7: 帝王
カクヨムとなんも差がなかったらつまんないよね。
だからなろうでは『設定ゲロゲロコーナー』、カクヨムでは『掲示板コーナー』を作ることにしたよ。
詳しくはこちらをチェック!
https://kakuyomu.jp/works/16818622177575199116
威圧の影響で震え上がっている紛い物改めモンスター『憧憬』に、時鳥の接近を食い止める術はない。
「AGIは全てに通ずる万能ステータスだ!」
ナイフを取り出し投擲。同時に詠唱が完了した〈水水混合 氷結〉で速度を殺さないまま旋回する。
音速を優に超える凶器が直撃する憧憬だったが、流石の耐久力で持ち堪えて再度臨戦体制を取る。レベル差に舌打ちしながら距離を取る時鳥だったが、それを待ち構えていたかのように憧憬の詠唱が完了する。
「〈魔導開花・憑依〉」
急激にステータスを上昇させていく憧憬。これは海鳥が海鳥たる第二の所以である。体に魔導開花によって発生する灼熱の鎧を纏わせ、攻撃と防御の両面の性能を飛躍的に上昇させる。
然し。
時鳥にその技を見せるのは、正に悪手であった。
「〈魔法開花・炎雷混合・憑依〉」
混合魔法と魔法開花の併せ技。魔法暗殺王に起因するどす黒いオーラに、炎と雷の紅が映える。その効果は折り紙つきであった。

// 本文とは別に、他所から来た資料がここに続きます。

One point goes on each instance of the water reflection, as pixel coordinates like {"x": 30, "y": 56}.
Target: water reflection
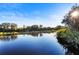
{"x": 8, "y": 37}
{"x": 72, "y": 48}
{"x": 13, "y": 37}
{"x": 35, "y": 34}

ドンッ!と、およそ人のぶつかり合いとは思えない音が鳴り響く。拮抗しているかに見えて、ぶつかり合いの度に憧憬の姿は益々弱々しくなっていく。
「拍子抜けだな。」
3分。
憧憬が膝をつくませには、それしか時間を要さなかった。
「あ、配信再開してる。後で詳しく説明しまーす」
《コメント欄》
『ざけんな』
『意味がわかんねえってばよ!』
『海鳥: 本物の私なら負けなかった』
『本物おって草』
『そこじゃないだろ…いやそこもだけれども』
「えー、今じゃなきゃダメ?」
雑魚は出現し続けている。想定より早くボス戦を終えてしまったので、ここから17分間耐え抜かないと次のボスは出現しない。
『死神: それ雑魚じゃないから』
『海鳥: 現行最速組の到達エリアのボス』
『またまたぁ…』
『ちなガチ』
「え?殺せんじゃん」
『お前マジで何やらかしたの?』
『猫猫隊隊長: 時鳥君、後で相談があるにゃ』
運営は大混乱である。
なお、時鳥たちはそう時間が経たないうちに気づくことになる。
〈称号: 『憧憬を乗り越えて・原初』真化〉
〈称号: 『憧憬を打ち倒して・原初』獲得〉
〈レベル99 Limited 到達〉
〈条件達成を確認しました〉
〈第二段階へ移行しました〉
〈称号: 『人類を超えし者・原初』獲得〉
〈職業: 『魔法暗殺王』真化〉
〈職業: 『魔導暗殺帝』獲得〉
世界に新たなる帝王が降り立ったことに。